The farmers got back at their planting this week, the fields finally dry enough after a two inch rain and made a couple of mysteries for Bruce and me.
They started planting early because the dry, sunny days stretched into a week, despite the fact the ground was cold and cold nights were forecast. Then it rained nearly two inches.
Tan dust smeared the horizon on my way home from town. Beneath was a tractor steadily working a field with a broad harrow, that almost looks graceful laid across the ground. The other night I watched our neighbor driving a small tractor with something small behind, running back and forth across an already planted field after 10 on a moon light night, kicking up dust, lickety split. This was no broad disk harrow, but an implement close up to the back of the tractor like a planter, but he was moving too fast to be planting. Besides the field had already been planted and sprayed.
I wanted to wake Bruce to tell him, but he was sound asleep, and this wasn’t like the night I heard the coyote whine by the barn, crying like a lost, injured dog. He was so close I was afraid the dogs and I would be attacked. I yelled, “Hey!” and the dogs pricked their ears. I checked the mares and latched the back door, so no coyote could sneak through. I spoke to Bruce, even though he was asleep. He mumbled something, but the next morning he said he didn’t remember.
This morning Mr. Peterson was doing the same thing–hauling ass up his field with a small tractor and pointy disk behind him. I walked to the edge of the field to ask what are you doing? He didn’t look like he’d stop at first, but he did.
“I’ve barely used this harrow,” he said. “I’m breaking the earth to let the seeds get through.”
“The ground got hard from the rains?”
“That’s right.”
(I’ve seen rains smooth the hoof prints in my limestone paddock, so I know how rain can drum down pretty hard, smoothing soil, then locking it when the sun comes.) The seeds are four inches down, locked up, like so many bodies trying to spring out of concrete.
I let him go back to work and finished cleaning the manure out of Morgen’s dry lot.
The farmers make a mystery, and not just plants pushing out of the ground, but the soil itself rising into the sky like the pillar of cloud that lead the Israelites through the wilderness by day. It was like seeing an old image of God, as natural as dust billowing from tractors working the ground. I wonder if that’s what they saw when they walked through the desert, a tall column of dust that glided ahead of them, a wonder that became common.
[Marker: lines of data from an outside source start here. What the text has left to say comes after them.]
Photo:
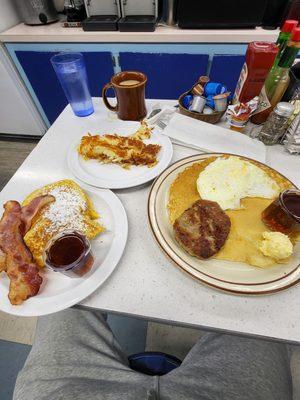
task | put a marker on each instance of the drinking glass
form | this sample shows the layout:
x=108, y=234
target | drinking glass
x=71, y=73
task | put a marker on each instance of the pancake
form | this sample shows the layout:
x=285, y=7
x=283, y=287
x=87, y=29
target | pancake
x=242, y=244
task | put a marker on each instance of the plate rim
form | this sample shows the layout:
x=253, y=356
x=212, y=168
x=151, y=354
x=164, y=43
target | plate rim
x=89, y=286
x=171, y=253
x=168, y=149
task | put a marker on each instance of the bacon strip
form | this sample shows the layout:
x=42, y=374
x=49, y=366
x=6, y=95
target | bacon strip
x=15, y=258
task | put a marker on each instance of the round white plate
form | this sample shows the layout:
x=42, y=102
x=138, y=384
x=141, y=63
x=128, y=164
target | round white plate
x=112, y=176
x=234, y=277
x=59, y=291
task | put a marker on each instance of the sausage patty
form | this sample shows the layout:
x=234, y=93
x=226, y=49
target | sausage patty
x=202, y=229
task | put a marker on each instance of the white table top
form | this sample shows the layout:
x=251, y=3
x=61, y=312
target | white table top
x=163, y=34
x=145, y=283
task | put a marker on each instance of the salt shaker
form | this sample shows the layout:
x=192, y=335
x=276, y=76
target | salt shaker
x=292, y=139
x=275, y=126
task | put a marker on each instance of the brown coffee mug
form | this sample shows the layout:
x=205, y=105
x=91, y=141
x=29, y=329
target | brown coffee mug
x=129, y=87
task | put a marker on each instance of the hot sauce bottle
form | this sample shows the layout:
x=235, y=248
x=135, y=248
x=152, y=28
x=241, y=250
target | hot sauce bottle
x=260, y=57
x=277, y=80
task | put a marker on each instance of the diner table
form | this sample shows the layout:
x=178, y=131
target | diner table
x=145, y=283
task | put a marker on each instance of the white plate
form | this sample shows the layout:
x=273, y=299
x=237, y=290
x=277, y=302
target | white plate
x=113, y=176
x=59, y=291
x=234, y=277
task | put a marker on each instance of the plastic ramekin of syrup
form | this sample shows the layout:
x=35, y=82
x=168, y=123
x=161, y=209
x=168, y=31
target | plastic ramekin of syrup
x=70, y=253
x=283, y=214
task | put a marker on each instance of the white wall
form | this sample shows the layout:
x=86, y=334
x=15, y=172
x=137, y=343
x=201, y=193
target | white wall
x=8, y=14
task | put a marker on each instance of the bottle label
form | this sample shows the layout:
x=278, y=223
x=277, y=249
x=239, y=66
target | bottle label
x=240, y=84
x=263, y=102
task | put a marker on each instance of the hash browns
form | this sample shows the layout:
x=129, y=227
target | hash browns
x=122, y=150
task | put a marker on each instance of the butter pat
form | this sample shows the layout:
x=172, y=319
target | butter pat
x=276, y=245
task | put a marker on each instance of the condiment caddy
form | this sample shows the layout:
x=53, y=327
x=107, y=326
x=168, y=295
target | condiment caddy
x=206, y=101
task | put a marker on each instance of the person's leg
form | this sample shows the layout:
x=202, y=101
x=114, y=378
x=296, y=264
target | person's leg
x=75, y=357
x=225, y=367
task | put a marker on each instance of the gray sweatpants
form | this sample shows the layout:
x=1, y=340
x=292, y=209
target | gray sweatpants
x=75, y=357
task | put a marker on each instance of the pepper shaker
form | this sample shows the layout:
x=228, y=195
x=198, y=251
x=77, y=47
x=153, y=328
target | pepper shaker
x=292, y=139
x=275, y=126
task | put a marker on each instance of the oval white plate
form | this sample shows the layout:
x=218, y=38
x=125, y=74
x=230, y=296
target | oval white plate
x=59, y=291
x=230, y=276
x=111, y=176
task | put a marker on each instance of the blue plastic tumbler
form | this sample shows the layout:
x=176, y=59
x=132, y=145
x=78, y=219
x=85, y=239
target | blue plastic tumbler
x=71, y=73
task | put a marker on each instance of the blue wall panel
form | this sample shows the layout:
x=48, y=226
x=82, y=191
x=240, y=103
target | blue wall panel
x=226, y=69
x=169, y=75
x=42, y=77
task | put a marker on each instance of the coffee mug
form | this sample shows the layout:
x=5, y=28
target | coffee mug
x=129, y=87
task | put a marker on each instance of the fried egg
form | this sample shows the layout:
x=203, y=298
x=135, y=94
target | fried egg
x=228, y=180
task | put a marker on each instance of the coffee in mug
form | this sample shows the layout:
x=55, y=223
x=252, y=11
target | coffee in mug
x=129, y=82
x=129, y=87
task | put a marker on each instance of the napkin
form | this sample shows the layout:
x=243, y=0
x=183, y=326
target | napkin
x=211, y=138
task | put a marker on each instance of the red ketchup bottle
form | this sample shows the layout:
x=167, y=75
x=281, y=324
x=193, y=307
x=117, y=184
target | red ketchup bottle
x=260, y=57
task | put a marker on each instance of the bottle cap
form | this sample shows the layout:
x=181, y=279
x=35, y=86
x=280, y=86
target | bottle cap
x=289, y=25
x=296, y=35
x=284, y=109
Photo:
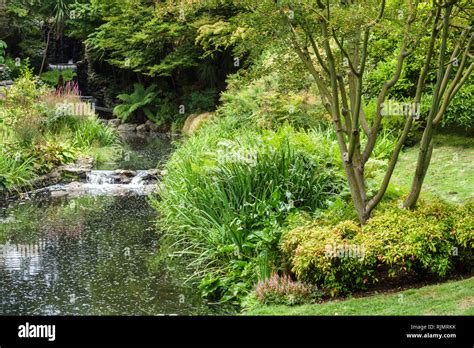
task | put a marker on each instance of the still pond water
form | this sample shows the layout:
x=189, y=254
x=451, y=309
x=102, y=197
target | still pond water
x=91, y=255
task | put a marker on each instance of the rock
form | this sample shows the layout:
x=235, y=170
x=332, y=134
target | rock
x=194, y=121
x=127, y=127
x=114, y=122
x=143, y=128
x=69, y=172
x=122, y=176
x=78, y=170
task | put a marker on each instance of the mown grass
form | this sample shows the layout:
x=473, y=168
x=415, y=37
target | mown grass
x=451, y=172
x=450, y=298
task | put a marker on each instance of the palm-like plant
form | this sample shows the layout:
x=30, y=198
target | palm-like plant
x=140, y=100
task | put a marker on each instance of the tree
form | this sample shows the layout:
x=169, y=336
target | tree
x=332, y=39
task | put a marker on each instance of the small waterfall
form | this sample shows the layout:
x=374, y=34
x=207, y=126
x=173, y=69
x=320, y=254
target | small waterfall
x=138, y=179
x=100, y=177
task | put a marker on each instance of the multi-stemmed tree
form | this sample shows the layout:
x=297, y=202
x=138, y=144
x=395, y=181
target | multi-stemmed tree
x=333, y=39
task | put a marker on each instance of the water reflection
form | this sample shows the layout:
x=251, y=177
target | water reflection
x=89, y=255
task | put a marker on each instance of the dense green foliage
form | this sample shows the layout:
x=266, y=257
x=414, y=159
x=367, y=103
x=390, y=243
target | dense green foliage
x=38, y=135
x=267, y=162
x=434, y=239
x=227, y=194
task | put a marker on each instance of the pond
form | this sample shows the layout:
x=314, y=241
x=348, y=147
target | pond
x=90, y=255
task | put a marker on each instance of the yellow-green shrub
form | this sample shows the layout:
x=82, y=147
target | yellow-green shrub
x=434, y=239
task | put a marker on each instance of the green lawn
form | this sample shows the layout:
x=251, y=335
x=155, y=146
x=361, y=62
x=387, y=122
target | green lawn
x=450, y=298
x=451, y=172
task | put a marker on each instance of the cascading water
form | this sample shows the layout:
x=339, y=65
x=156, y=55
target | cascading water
x=116, y=182
x=100, y=177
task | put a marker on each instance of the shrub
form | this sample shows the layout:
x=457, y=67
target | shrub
x=433, y=240
x=283, y=290
x=52, y=77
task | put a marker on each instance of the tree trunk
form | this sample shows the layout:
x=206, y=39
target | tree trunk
x=45, y=51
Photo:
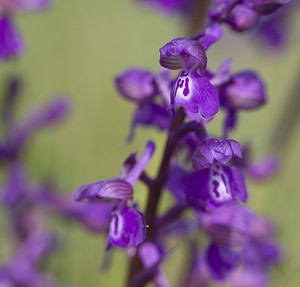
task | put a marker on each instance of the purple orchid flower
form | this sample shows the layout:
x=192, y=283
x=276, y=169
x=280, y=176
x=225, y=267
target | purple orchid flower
x=11, y=42
x=213, y=184
x=127, y=225
x=190, y=90
x=142, y=87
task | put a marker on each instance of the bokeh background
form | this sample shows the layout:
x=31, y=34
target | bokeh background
x=77, y=48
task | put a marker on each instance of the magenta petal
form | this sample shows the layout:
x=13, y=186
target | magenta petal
x=11, y=43
x=127, y=227
x=223, y=74
x=196, y=94
x=215, y=151
x=182, y=53
x=114, y=188
x=212, y=34
x=242, y=18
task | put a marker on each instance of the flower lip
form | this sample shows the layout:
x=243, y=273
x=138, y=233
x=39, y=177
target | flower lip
x=183, y=53
x=195, y=94
x=114, y=188
x=214, y=151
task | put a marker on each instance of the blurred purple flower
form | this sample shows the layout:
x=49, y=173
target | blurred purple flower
x=11, y=42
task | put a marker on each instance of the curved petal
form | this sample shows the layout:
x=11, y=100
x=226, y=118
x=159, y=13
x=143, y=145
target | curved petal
x=114, y=188
x=196, y=94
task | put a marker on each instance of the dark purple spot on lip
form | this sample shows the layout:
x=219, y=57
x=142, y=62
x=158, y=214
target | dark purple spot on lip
x=186, y=90
x=215, y=188
x=224, y=180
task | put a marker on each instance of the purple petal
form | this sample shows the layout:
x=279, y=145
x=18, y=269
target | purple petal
x=11, y=43
x=242, y=18
x=223, y=74
x=196, y=94
x=182, y=53
x=215, y=151
x=164, y=83
x=127, y=227
x=114, y=188
x=212, y=34
x=149, y=254
x=212, y=187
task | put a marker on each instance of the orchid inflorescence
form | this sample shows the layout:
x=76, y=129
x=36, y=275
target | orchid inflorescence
x=203, y=173
x=208, y=180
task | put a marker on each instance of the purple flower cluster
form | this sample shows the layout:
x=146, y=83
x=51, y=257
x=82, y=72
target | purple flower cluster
x=208, y=180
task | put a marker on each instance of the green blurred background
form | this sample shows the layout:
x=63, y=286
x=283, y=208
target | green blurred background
x=77, y=48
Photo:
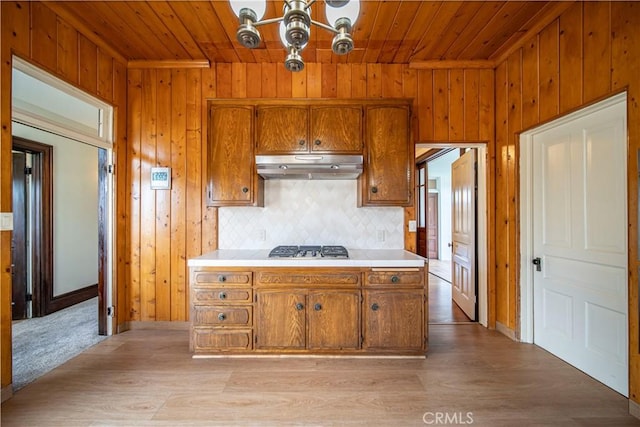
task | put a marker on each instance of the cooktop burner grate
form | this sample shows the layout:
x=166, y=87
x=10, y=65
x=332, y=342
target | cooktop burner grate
x=309, y=251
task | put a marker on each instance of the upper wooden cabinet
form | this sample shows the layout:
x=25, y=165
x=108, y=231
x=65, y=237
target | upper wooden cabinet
x=387, y=178
x=323, y=128
x=231, y=174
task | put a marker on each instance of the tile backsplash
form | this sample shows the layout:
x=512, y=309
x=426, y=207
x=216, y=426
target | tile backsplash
x=299, y=212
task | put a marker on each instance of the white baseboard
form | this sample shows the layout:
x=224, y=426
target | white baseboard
x=7, y=392
x=634, y=408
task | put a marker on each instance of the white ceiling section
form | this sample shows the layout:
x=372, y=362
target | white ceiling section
x=43, y=101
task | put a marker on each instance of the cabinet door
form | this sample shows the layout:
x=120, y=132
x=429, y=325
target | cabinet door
x=230, y=165
x=280, y=319
x=394, y=320
x=336, y=129
x=389, y=154
x=334, y=320
x=282, y=129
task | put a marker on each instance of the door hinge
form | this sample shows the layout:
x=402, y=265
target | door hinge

I was riding Tessie and wasn’t sure what I was seeing because the dust was normal, kicked up dust, from a tractor and disk. But then it grew. It danced around. It stretched out long. I couldn’t believe my eyes as the pale dust stretched like taffy a thousand feet into the air. Circling nearby were turkey vultures.
“Bruce are you outside? Come look,” I shouted. Tessie was happy to stand still.
I wished I’d had my iPhone to grab a picture, so I could show you, but I’d left it in the house. (Wikipedia has some great pictures.)
Bruce appeared by the fence and shielded his eyes. He knows to listen when I ride my horse. We watched as it became a long column sliding across the sky like a tornado without a cloud up top and no dust churned at the bottom, just a long graceful funnel gliding over head. Jesus said the Spirit would blow where he will blow, completely unpredictable. God spoke to Job out of whirlwind. Jacob saw angels climbing a ladder. Was I seeing God? But I wasn’t afraid.
Bruce watched a buzzard ride the thermal higher until she became a tiny speck. I thought of how an airliner bumps across these, leaving passengers with lurched stomachs, the air jostling worse than a road with potholes and hills.
I asked Mr. Peterson if he’d seen it. He said,”Yes, there’ve been several dust devils lately.”
And I wondered which it was: dust devil or vision of God or simply one side of the ground warmer than the other, the warm air rising, the cool air twirling around it like a barbershop pole. Or was all three, the science and sacred explanation both true, both nudging me to wonder.